Back to the issue of money. How much do these appeals cost the taxpayer? Between April and June 2012 there were 52,300 ESA cases disposed of by the Tribunal Service – at an average cost of £293 per case, plus £55 cost to the DWP of defending an appeal - that’s over 18 million pounds just in the first quarter of the year! This doesn’t include those cases where legally aided representation is provided. And in 42% of cases there will be the additional expenditure of lump sums to claimants to cover backdated pay that they were entitled to during the appeal period – this can reach significant amounts when you consider that many appeals take between 9 and 12 months to be heard because of the backlog.
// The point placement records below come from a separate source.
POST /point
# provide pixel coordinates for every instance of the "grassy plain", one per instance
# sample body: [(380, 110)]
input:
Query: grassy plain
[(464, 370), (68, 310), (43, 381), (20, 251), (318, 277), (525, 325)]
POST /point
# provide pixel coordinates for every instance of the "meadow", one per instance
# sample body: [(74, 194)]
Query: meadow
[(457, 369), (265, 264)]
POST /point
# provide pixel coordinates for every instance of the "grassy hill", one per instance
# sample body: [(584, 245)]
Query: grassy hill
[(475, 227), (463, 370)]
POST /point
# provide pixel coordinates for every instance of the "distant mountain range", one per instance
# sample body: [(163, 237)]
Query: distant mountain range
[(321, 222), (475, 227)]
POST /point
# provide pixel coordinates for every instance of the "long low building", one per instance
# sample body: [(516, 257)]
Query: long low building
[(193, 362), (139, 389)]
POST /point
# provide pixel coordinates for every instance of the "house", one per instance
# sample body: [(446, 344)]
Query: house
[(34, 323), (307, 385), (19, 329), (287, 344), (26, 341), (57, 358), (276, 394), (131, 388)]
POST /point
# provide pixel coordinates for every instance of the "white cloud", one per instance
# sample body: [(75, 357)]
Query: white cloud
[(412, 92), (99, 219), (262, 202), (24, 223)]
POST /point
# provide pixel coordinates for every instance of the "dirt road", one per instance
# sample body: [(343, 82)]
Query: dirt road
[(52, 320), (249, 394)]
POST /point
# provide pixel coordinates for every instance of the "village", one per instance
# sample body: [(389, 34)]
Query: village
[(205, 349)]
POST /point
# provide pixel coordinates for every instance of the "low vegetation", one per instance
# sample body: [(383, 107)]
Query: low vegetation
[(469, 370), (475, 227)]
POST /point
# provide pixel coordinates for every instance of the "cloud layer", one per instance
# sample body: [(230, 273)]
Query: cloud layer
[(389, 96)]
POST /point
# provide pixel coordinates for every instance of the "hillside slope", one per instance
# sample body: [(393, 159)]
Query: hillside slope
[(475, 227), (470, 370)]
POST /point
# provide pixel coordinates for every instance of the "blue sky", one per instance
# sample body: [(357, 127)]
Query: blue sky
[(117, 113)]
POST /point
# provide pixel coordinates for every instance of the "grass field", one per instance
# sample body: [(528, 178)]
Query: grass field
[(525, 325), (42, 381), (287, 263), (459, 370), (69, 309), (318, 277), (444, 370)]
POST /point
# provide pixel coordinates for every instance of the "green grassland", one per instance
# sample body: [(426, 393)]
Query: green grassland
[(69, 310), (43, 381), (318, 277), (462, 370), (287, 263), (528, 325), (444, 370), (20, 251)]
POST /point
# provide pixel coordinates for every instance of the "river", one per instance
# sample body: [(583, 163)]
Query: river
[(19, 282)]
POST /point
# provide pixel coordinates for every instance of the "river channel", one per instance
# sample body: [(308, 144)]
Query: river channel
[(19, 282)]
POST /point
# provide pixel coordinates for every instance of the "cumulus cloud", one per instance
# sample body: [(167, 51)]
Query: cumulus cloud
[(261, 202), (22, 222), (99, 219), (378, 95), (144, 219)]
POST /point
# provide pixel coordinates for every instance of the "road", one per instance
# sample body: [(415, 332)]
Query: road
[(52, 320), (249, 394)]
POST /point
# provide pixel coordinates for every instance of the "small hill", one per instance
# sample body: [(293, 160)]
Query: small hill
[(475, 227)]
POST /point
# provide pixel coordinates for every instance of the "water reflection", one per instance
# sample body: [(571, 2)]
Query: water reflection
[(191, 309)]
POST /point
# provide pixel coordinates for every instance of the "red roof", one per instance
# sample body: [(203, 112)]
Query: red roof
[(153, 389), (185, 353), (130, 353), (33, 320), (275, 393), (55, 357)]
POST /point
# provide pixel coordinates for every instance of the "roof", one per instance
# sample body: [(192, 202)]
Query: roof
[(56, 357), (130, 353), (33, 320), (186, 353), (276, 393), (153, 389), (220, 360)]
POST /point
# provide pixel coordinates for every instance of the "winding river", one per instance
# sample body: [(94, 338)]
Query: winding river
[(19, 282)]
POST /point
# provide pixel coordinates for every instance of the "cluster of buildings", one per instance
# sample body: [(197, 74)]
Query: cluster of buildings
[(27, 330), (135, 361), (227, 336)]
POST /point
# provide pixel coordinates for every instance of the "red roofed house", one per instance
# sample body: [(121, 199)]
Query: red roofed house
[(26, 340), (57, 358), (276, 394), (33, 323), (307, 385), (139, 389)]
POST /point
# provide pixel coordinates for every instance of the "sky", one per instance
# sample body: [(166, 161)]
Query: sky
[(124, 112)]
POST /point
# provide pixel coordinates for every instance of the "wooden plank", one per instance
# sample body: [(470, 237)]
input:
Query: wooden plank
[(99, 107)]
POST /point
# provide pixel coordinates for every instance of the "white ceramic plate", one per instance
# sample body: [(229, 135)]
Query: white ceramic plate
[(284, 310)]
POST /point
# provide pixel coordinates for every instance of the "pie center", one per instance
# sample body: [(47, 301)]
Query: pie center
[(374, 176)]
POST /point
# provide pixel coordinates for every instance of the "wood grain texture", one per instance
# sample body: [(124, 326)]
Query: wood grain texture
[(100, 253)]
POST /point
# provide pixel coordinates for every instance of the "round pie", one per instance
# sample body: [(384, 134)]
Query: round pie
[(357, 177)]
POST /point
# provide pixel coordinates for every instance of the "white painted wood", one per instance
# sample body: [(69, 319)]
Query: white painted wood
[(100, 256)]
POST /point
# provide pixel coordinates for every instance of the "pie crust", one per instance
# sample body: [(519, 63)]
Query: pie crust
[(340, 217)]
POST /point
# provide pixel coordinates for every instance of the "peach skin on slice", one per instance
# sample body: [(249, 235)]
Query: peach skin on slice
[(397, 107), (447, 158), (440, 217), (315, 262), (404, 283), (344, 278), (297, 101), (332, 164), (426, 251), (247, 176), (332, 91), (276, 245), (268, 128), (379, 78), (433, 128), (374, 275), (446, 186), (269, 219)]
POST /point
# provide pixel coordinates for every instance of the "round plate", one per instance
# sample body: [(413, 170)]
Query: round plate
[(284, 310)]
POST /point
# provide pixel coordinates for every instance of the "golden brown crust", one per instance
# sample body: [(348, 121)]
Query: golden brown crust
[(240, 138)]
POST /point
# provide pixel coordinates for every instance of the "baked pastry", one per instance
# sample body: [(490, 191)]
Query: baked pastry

To date the Government has already outsourced £3 billion worth of contracts to Atos for various undertakings, including a newly awarded contract of £400 million to provide assessments for those claiming the new type of disability living allowance which will be introduced next year. It is shocking that the Government continues to waste public money on a private company who continuously gets it wrong in relation to medical assessments, and even more disturbing that they intend to expand the use of this service, which undoubtedly causes further distress to those already suffering from mental and physical health problems. The Government has to take responsibility for this failure, but this is unlikely considering those on benefits have been demonised in order to bring about some of the most vicious cuts on welfare spending since the introduction of the Welfare State.